Understanding the Chinese Crypto Crackdown

Chinese Crypto Crackdown

Digging deeper into the reasons behind China’s crypto regulation policies

In the latest addition to China’s cryptocurrency crackdown, the government of Sichuan province halted all crypto mining activities in the region. The efforts to restrict cryptocurrency mining have also spread to China’s northwestern province of Hebei. The cyberspace commission of Hebei announced on September 14, 2021 that it will cooperate with the central government’s efforts to curb crypto mining and trading.

Other provinces like Anhui and Gansu have also announced plans to restrict crypto mining. Inner Mongolia has gone a step ahead and even set up a hotline and email address where the general public can report crypto mining operations. 

Banks in the country have now been instructed not to provide services such as trading, clearing and settling Bitcoin transactions. Alipay, the payment platform owned by Ant Group, made a statement in June that it would set up a monitoring system to track illegal cryptocurrency transactions.

The Chinese crypto crackdown stems from a need to meet environmental goals. Let’s try to understand why crypto mining is bad for the environment and how the Chinese regulation will impact the crypto mining business.

China’s energy efficiency mission

China hosts around 75% of the world’s Bitcoin mining capacity. This is due to the country’s pre-existing technology supply chains and extremely cheap electricity rates. In 2021, the Bitcoin mining industry accounts for approximately 5.41% of China’s carbon emissions due to electricity generation. The country has thus been on a mission to crack down on crypto mining. 

China wants its CO2 emissions to peak by 2030 so that it can become carbon-neutral by 2060. The energy requirements of Bitcoin-mining have become a hindrance to this goal. 

The impact of China’s crypto regulation

With China’s swift decision-making, 90% of the country’s Bitcoin mining capacity has now been shut down.

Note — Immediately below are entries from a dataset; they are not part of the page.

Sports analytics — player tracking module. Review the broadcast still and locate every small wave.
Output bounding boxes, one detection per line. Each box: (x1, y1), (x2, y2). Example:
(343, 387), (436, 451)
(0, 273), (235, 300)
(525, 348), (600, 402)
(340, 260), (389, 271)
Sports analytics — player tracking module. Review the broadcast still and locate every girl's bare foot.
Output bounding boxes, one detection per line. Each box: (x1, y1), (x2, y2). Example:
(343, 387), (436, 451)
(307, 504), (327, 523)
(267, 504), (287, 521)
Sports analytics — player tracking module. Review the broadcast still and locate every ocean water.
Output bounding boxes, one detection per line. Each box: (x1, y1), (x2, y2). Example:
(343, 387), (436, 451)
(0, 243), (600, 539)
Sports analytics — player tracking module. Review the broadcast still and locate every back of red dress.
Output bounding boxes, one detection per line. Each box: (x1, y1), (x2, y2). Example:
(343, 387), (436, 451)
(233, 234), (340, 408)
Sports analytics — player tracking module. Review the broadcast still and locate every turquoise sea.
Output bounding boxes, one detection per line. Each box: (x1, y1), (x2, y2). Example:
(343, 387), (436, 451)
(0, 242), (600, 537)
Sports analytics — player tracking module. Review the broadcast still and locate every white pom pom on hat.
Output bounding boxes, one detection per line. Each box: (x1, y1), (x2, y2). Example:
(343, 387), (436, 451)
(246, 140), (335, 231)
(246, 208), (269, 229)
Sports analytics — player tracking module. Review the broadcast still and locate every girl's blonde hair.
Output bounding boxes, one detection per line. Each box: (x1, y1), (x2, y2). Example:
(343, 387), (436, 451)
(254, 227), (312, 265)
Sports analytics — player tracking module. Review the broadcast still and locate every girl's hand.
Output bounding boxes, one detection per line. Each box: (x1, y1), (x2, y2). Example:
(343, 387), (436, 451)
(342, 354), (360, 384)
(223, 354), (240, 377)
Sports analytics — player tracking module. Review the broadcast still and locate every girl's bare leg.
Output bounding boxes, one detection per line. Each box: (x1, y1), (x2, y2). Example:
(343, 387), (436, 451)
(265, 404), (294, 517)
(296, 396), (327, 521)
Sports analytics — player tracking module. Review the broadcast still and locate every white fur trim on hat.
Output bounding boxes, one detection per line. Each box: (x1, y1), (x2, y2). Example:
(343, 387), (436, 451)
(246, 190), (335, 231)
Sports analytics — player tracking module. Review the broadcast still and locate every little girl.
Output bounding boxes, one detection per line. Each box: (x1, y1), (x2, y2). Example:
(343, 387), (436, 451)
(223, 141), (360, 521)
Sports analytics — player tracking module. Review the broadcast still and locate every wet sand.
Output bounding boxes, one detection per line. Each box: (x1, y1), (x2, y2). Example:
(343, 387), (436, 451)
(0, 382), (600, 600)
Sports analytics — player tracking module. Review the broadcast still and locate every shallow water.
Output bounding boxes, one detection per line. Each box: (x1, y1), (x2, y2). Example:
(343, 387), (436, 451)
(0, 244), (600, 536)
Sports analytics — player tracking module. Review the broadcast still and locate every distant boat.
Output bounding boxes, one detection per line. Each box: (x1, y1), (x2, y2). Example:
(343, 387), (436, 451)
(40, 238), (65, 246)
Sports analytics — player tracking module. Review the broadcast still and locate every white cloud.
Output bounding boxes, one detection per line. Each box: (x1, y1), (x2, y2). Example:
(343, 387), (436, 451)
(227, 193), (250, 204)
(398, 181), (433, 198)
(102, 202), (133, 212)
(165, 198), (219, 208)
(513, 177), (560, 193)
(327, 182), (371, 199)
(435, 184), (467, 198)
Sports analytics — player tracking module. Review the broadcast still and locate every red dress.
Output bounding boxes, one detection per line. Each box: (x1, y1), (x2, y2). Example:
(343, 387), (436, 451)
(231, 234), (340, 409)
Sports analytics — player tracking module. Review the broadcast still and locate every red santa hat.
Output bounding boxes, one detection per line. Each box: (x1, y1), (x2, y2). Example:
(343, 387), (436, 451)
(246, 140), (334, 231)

The cryptocurrency lost more than 20% of its value weeks after the shutdown was instated in late June. After peaking at US$65,000 in April, Bitcoin’s value nosedived to US$33,333 soon after the crackdown began.

While the value of Bitcoin might have fallen, the crypto crackdown in China could possibly make mining much easier on a global scale. The total Bitcoin hash rate or power requirement went down from a record of 180.7 million terahashes (the unit used to measure the speed of crypto mining hardware) per second in mid-May, to around 116.2 million in late June after the crackdown began.

These are just the short-term effects of the crackdown. The long-term problem that emerges from this scenario is that the miners will leave China and move to countries where they can access cheap electricity. While China’s Bitcoin mining capital Sichuan at least partly relies on hydroelectric power, the same is not true for the regions these miners are moving towards. One such region is Kazakhstan. The country’s coal mines provide a cheap and abundant energy supply. With miners moving towards countries that rely on fossil fuels for electricity generation, this might end up impacting the environment more in the future.